Does guard hint the optimiser that this is the unlikely branch

For performance, the standard library seems to annotate branches with _slowPath(...) and _fastPath(...) to hint the optimiser which of the branches is the fast path. That then presumably tells LLVM how to lay out the code.

My question is, does guard someCondition else { ... } have the same effect as guard _slowPath(someCondition) else { ... } so implicitly gives a hint that this is the unlikely path?

Not today. I’d be reluctant to assume that, too; “guard” to me means that the condition must be satisfied for the rest of the function to make sense, but not necessarily that it’s the common case.

(IIRC, it’s also unclear how often _slowPath and _fastPath really make a difference, even in the standard library where such things can matter.)


They’re not “exposed” in the generated API docs, but you can use them today, and I have, and I did notice a small difference. Something like 2-3% if memory serves.

You can’t use them with if let, but we do have _onFastPath() which can work there. It would be nice to have an _onSlowPath(), too:

guard let value = anOptional else { _onSlowPath(); continue }

Of course you can do the same thing with _onFastPath() on the other branch…
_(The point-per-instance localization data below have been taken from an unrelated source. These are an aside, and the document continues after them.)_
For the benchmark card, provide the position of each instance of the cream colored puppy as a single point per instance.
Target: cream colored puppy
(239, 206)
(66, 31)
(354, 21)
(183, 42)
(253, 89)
(BTW, that isn’t a real example. The compiler would probably catch that; I ended up re-writing that algorithm entirely due to other changes in the project and didn’t bother to put optimiser hints in the new version… yet?)

Branch hints primarily affect instruction ordering in the generated assembly. Since guard is intended primarily for early-exit kinds of filters, it would make sense to me to hint the early-exit path so that it’s moved out-of-line and the happy path remains contiguous. If we aren’t already SILGen-ing guard blocks in that order to begin with, we should do that too.